I notice that in China (like many other countries), places are often famous for certain local specialties, traditions, etc. How could one ask the question "What is (place name) famous for?" in Chinese?
Thanks!


----------



## Judy Zhu

You can ask: 
XXX有什么特产吗？（specialty）
XXX有什么习俗吗？（tradition）
etc.

Hope this may help.


----------



## SimonTsai

Q: 中國共產黨 (Communist Party of China) *最大的特色是*？
[off-topic comment removed]

Q: *說到*巴西 (Brazil)，*你會想到*？
[off-topic comment removed]

Q: *你知道*巴布阿新幾內亞 (Papua New Guinea) *有甚麼特別的習俗嗎*？
[off-topic comment removed]

Q: 英國 (Britain) *有甚麼美食*？
[off-topic comment removed]


----------



## yuechu

Judy Zhu said:


> 有什么特产吗？

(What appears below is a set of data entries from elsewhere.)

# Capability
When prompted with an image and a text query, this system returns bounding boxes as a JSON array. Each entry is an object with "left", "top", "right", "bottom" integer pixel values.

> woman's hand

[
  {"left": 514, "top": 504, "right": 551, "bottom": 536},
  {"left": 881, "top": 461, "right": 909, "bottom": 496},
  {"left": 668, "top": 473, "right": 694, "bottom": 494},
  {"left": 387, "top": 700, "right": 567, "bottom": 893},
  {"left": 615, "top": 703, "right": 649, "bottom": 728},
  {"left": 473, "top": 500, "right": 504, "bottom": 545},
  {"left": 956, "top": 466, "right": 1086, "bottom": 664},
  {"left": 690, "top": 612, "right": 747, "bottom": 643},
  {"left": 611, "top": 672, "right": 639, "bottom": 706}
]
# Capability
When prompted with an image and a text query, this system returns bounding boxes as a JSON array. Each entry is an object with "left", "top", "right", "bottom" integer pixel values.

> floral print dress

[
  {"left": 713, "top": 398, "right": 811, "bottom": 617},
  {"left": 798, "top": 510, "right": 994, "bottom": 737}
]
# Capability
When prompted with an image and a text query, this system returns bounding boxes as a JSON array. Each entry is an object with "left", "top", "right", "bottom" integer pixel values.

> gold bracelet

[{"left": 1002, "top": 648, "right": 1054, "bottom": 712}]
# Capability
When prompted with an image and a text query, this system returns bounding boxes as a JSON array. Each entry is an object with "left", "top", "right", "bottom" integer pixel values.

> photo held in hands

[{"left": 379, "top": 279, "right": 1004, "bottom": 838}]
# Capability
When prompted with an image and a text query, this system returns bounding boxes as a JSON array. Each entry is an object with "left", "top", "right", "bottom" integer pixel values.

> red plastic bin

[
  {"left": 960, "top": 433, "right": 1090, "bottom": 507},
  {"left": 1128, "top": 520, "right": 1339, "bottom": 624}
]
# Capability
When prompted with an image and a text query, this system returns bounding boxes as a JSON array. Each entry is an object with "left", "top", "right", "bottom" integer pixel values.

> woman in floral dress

（specialty）





Judy Zhu said:


> 有什么习俗吗？（tradition）


Thanks, Judy Zhu! These work very well in this context 

Thanks for your suggestions of 句型 as well, SimonTsai


----------



## Skatinginbc

yuechu said:


> What is (place name) famous for?"


XX(e.g., 台灣)什麼著名？


----------



## yuechu

Thanks for your suggestion, Skatinginbc! 



Skatinginbc said:


> (e.g., 台灣)什麼著名？


Does this work with and without the word 有（and 的）？
For example: 台湾*有*什么著名（的？）？


----------



## Skatinginbc

yuechu said:


> 台湾*有*什么著名（的？）？


A possible response: 沒有 (i.e., 台灣沒有什麼著名的).


----------



## yuechu

(place name)什么著名？
(place name)有什么著名？

Is one more formal than the other? (with or without 有?)
Thanks!


----------



## Skatinginbc

Rhetorical questions:
他有什麼了不起的 (沒有，他沒什麼了不起的).
台灣有什麼著名的 (沒有，台灣沒什麼著名的).
Because 有什麼 entertains the possibility of 沒有，it may be used for a rhetorical question.

Other than that, I don't see too much of a difference between the two.  Perhaps 台灣什麼著名 is slightly more formal than 台灣有什麼著名.


----------



## yuechu

Interesting! Actually, I don't think I'd heard this structure before. Thanks for teaching it to me, Skatinginbc!


----------



## Skatinginbc

yuechu said:


> I don't think I'd heard this structure before.


Oh, it is just a short form of 以什麼著名.
香港(以)什麼著名？


----------



## yuechu

那好！成！(Did I use this correctly?)


----------